A) a loan that is repaid in equal annual installments
B) the annual amount of interest paid on debt
C) the annual amount of principal and interest paid on debt
D) the annual amount of principal paid on debt
C) the annual amount of principal and interest paid on debt
Note: Generally the term is used in reference to mortgage payments accumulated over a one year period
Sharon is debating whether she should take out a 15-year mortgage at 3.75% or a 30-year mortgage at 5.25% on a $175,000 loan. What would be her savings per month by going with the lower payment?

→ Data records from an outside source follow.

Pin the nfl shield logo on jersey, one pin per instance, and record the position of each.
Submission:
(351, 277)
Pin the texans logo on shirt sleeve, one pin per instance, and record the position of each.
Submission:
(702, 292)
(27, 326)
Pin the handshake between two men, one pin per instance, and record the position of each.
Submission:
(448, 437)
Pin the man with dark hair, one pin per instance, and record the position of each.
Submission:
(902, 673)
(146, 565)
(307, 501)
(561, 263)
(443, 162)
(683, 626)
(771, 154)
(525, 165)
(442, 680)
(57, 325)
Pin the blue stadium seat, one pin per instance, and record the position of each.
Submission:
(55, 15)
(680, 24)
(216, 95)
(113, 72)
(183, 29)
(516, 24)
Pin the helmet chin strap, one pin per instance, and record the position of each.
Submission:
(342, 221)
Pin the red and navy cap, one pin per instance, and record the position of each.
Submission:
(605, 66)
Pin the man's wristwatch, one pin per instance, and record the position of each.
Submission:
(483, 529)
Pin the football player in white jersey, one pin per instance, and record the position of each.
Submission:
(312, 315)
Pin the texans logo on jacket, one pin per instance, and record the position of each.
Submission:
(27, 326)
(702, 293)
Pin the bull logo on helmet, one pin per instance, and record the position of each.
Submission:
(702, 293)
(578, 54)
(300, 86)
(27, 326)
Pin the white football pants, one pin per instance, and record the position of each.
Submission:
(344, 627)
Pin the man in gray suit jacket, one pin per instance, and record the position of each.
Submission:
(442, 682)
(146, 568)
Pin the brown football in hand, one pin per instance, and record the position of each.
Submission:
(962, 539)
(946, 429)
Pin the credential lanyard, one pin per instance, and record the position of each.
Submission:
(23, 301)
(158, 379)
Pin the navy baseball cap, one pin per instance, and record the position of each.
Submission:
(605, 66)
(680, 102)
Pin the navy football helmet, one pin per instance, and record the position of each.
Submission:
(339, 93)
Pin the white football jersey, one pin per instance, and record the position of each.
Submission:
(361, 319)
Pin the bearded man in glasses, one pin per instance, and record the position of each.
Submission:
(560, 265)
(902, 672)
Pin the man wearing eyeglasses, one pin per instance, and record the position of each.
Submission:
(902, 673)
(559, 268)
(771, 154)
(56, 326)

A) $966.36 savings per month with the 30-year mortgage
B) $306.28 savings per month with the 30-year mortgage
C) $1,272.64 savings per month with the 15-year mortgage
D)$596.34 savings per month with the 15-year mortgage
B) $306.28 savings per month with the 30-year mortgage
Note: The 15-year loan has a payment of $1,272.64 and the 30-year loan has a payment of $966.36. The difference is $306.28 lower for the 30-year loan. See
You have just agreed to a new loan and have purchased a $3,000 computer today. The loan has a 19.6% annual interest rate, compounded monthly. The minimum monthly payment is $58 and you do not expect to
ever pay more than the minimum payment. Assuming no additional charges or costs will occur with this loan, approximately what will you owe on the loan at the end of 3 years (36 months) when you expect to need
another new computer?
A) $2,676
B) $2,304
C) $2,564
D) $2,088
C) $2,564
This is really a two-step solution. 1) Find the FV of the $58 annuity for 36 months is $2,812 and 2) Find the FV of the $3,000 PV in 36 months at 1.6333% per month is $5,376. Subtract 1) from 2) is the $2,564 that is still owed!
Peterson began saving $10 per week that she deposited every month in her money market account, earning 4.25% and compounding monthly. If she continues this practice, how much will she have after 10 years?
A) $6,316.04
B) $6,289.15
C) $5,968.29
D) $6,465.65
D) $6,465.65
Jeff and Tina loaned $4,000 to their daughter so she could buy a used car to go to and from the college campus. The parents arranged for their daughter to repay the $4,000 after 4 years plus simple annual interest of 6% to be paid each year. How much will they receive in total when the loan
is repaid?
$4,960
Note:
$4,000 x .06 x 4 = $960 interest + $4,000
If you placed $1,000 into an investment earning
6% annual interest for 1 year, it would earn $60 of simple interest. Let’s contrast that with the effects of compounding. How much would it be compounding monthly?
$1,061.68
1 [g][n]; 6[g][n]; 1,000[CHS][PV]; 0 [PMT]; [FV]
If you placed $1,000 into an investment earning
6% annual interest for 1 year, it would earn $60 of simple interest. Let’s contrast that with the effects of compounding How much would it be compounding quarterly?
$1,061.36
1*4[n]; 6/4[i]; 1,000[CHS][PV]; 0 [PMT]; [FV]
What will an investment of $12,000 grow to if it earns 6% annually over 15 years?
$28,758.70
Note: solve for FV
What will $5,000 grow to if it earns 5.25% annually over 7 years?